なおビーンは頭の俗語。豆のbeanと同じスペルです。どうして豆が頭の俗語になったのかはおそらく形が似ているからだと思います。アメリカ人は後頭部が長い人が多いです。豆を横から見た形に似ていると言えば似ています。仮に枝豆の形を想像してください。彼らは体も大きいですが、キャップのサイズも8を超える人が多いのは後頭部がひっぱられるようなかぶり方になるからです。

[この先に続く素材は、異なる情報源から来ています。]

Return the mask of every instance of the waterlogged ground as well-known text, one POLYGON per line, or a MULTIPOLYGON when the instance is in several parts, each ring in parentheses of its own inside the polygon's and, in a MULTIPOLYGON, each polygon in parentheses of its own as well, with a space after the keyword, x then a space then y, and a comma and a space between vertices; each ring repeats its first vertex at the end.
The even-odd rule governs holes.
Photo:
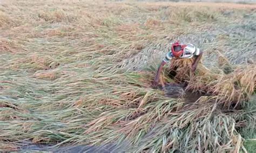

また似たような言葉でブラッシュボールがありますが、これは意図して威嚇目的でのけぞらせるボールを胸元に投げること。英語ではブラッシュ・バック(Blash back)という表現を使います。
ブロソー、10球も粘る
ALDS Game5の8回のマイク・ブロソーの打席ですが、2球で2ストライクと追い込まれながら、なんと計10球粘りました。2−2カウントから、ファール、ファール、ボール、ファール、ファール。ヤンキース・ベンチは嫌な予感がしたでしょうね。その10球目、100.2mphの4シームをマイク・ブロソーはきれいにLFへ弾き返しました。
This is an INSANE at-bat from Mike Brosseau. 😳 #RaysUp #POSTSEASON pic.twitter.com/zSutXXBAjV
— Lance Brozdowski (@LanceBroz) October 10, 2020
これが決勝点。
その後、レイズは8回から登板のディエゴ・カスティーヨが9回を抑えて、レイズが2−1で見事にALCSへの進出を決めました。
レイズがALCSに行くのは岩村選手がいた2008年以来のこと(2008 Tampa Bay Rays Statistics)。
レイズ、スネルを温存
この日のレイズのリレーは、タイラー・グラスノー→ニック・アンダーソン→ピート・フェアバンクス→ディエゴ・カスティーヨの4名。総力戦でブレイク・スネルも投入するかと思われましたが、堅いリリーバーでリレーしました。
ピート・フェアバンクスはテークバックが今流行のショートレンジに変えましたね。ルーカス・ジオリト、シェーン・ビーバーらとよく似ています。
とにかく、好ゲームを演じた両チームの選手たちに感謝ですね。
お読みいただき、ありがとうございました。